The Canadian Government has added both isoprene and epichlorohydrin to the Cosmetic Ingredient Hotlist to prevent them from entering beauty products in the future.

Isoprene and epichlorohydrin were in the latest batch of 16 substances to be reviewed in the Chemical Management Plan but the decision to add them to the list is unlikely to send shockwaves through the industry.

Mike Patton from Canadian Cosmetic, Toiletry and Fragrance Association told CosmeticsDesign.com that the trade body had contacted its members and found no record of either chemical being used in cosmetic products in Canada.

Health Canada and Environment Canada are passing judgment on 200 ‘high-priority’ chemicals using health and environmental criteria and are publishing the results in batches. The process will draw to a close in 2010.

Other cosmetic ingredients came under scrutiny

Of the 16 chemicals under review, alarm bells were also rung over two other substances used in cosmetics. Siloxanes D4 and D5, found in personal care products such as deodorants and moisturizers, were judged to present environmental risks.

While not thought to endanger human health they were classified as substances of concern to the environment because of fears that they may threaten wildlife.

Regulations expected to control use of the silicones

The government said regulations will be developed to set a concentration limit for D4 and D5 in products and for wastewater generated during the manufacturing process.

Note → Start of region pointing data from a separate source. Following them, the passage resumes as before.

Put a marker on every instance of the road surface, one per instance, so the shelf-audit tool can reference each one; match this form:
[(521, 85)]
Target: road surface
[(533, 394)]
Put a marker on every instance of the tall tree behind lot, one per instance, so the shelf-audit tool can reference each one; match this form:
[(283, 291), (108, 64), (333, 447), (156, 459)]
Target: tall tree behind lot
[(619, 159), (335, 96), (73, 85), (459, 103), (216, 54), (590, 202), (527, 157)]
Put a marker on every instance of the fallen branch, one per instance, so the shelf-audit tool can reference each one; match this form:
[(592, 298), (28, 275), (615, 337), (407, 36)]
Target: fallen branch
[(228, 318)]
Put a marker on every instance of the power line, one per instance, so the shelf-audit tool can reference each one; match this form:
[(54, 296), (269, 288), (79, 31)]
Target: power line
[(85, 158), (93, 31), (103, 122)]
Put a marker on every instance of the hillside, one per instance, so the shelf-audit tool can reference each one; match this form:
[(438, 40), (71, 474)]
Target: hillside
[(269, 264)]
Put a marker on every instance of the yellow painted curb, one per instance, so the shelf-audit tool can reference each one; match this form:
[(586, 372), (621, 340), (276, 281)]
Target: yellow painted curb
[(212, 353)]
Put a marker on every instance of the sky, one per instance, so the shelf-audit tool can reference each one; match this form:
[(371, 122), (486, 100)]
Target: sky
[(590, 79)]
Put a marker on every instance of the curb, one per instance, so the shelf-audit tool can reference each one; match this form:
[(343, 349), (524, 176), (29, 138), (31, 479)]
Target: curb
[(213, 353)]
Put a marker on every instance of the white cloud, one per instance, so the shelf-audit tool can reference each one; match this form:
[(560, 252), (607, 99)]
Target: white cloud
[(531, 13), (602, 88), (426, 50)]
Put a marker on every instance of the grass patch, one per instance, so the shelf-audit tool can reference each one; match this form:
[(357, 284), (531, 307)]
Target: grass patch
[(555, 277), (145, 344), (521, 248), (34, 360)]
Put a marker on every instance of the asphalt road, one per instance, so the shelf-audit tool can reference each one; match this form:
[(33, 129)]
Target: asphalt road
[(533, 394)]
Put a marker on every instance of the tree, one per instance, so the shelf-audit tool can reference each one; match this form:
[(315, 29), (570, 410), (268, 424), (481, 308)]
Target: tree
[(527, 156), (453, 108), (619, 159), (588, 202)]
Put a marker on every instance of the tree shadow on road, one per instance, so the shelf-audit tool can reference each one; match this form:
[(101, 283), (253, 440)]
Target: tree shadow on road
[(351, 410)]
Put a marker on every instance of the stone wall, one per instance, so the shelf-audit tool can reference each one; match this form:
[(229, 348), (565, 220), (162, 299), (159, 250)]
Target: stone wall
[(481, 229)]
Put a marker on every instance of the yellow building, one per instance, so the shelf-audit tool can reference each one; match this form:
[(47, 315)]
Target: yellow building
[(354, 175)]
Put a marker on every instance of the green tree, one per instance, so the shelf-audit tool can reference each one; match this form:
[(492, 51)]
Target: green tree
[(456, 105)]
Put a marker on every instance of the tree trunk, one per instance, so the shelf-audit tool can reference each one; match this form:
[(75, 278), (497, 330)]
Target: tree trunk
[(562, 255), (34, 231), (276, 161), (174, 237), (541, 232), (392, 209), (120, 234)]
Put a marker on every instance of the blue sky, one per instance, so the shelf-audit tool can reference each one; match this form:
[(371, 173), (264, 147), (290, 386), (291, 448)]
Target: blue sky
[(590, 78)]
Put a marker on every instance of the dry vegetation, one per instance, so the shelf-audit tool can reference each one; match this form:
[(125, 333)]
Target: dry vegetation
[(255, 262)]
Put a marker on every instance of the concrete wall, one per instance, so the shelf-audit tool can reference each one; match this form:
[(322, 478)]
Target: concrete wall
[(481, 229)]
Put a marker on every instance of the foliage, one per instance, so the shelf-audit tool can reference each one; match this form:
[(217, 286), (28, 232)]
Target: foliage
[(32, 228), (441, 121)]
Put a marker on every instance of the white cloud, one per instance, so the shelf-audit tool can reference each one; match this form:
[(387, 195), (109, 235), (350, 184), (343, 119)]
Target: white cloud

Commenting on the findings, Minister for the Environment, Jim Prentice said: “This work means that harmful substances will be stopped from entering the environment and becoming a problem for future generations.”

However, Silicones Environmental Health and Safety Council of North America hit back against the finding saying the federal government will conduct further studies and predicted this research will find the chemicals safe.